Polk is considered by many historians to be one of the worst Confederate generals, owing to his many failures and famed refusal to follow orders. He's credited with losing a crucial strategic asset when he invaded Kentucky in 1861, forcing the then-neutral state to side with the north. He also developed a lasting feud with his commanding officer, General Braxton Bragg, who accused him of insubordination at battles like Perryville and Chickamauga. Polk was killed in action in 1864 when he was struck by a cannonball at Pine Tree.

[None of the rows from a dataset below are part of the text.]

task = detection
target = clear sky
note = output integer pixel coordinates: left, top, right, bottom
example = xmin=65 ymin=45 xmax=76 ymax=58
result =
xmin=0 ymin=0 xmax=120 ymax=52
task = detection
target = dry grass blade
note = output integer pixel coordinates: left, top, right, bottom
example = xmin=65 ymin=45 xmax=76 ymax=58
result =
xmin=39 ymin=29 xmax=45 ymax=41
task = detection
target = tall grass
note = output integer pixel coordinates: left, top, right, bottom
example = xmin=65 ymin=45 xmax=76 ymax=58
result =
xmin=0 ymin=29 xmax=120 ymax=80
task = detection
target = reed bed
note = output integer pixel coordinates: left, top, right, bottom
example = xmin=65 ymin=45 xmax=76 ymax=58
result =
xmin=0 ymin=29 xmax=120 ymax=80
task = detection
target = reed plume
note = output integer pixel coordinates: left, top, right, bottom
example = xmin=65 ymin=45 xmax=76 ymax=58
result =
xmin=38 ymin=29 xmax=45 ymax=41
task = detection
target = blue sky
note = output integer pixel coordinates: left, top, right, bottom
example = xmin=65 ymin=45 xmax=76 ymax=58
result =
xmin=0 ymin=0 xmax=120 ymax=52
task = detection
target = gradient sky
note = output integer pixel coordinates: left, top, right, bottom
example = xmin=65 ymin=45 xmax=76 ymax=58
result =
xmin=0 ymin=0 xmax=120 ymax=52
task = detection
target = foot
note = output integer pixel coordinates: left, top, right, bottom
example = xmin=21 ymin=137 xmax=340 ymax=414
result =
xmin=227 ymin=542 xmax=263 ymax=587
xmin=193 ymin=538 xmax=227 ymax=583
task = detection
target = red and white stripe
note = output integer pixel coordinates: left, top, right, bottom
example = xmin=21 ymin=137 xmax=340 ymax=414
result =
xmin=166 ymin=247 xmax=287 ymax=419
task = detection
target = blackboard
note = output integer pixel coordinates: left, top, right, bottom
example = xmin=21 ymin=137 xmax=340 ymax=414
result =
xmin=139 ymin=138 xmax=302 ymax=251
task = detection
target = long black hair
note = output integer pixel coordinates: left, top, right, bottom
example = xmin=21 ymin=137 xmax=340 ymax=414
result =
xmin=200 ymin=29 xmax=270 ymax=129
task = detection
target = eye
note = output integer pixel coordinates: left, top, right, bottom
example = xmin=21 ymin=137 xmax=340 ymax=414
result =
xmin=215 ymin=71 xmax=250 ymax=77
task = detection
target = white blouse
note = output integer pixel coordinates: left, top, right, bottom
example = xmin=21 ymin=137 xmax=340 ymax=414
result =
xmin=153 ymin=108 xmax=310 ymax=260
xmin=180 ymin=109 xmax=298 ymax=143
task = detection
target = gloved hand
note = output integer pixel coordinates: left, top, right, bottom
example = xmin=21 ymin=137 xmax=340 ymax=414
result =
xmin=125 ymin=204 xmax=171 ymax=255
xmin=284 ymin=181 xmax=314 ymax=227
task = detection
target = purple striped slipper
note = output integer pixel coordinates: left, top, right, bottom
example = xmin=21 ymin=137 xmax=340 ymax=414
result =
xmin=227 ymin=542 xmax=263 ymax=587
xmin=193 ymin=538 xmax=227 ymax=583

Established in 1941 near the Kisatchie National Forest, Fort Polk began as a base for a series of military maneuvers in Louisiana during World War II. Today the base is home to the Joint Readiness Training Center (JRTC), the 3rd Brigade Combat Team, 10th Mountain Division, 115th Combat Support Hospital, U.S. Army Garrison and Bayne-Jones Army Community Hospital.
10. Gen. Edmund Rucker
Lesser known than other famous Confederate officers, Edmund Rucker was born in Tennessee and worked as a railroad surveyor and engineer before enlisting as a private under General George Pickett. He served as captain of various Tennessee battalions in 1862 and 1863, and in 1864 was assigned to Forrest's Cavalry Corps in Mississippi and given a brigade under Gen. Abraham Buford. He was present at several major battles over that time, including the battle of Franklin, where he was captured and later had his left arm amputated.
Following the war, Rucker became an industrial leader of Birmingham, Alabama. In 1942, the U.S. Army renamed Ozark Triangular Division Camp, an installation in Dale County, Alabama, Fort Rucker in his honor. The post is the primary flight training installation for U.S. Army Aviators and is home to the United States Army Aviation Center of Excellence (USAACE) and the United States Army Aviation Museum.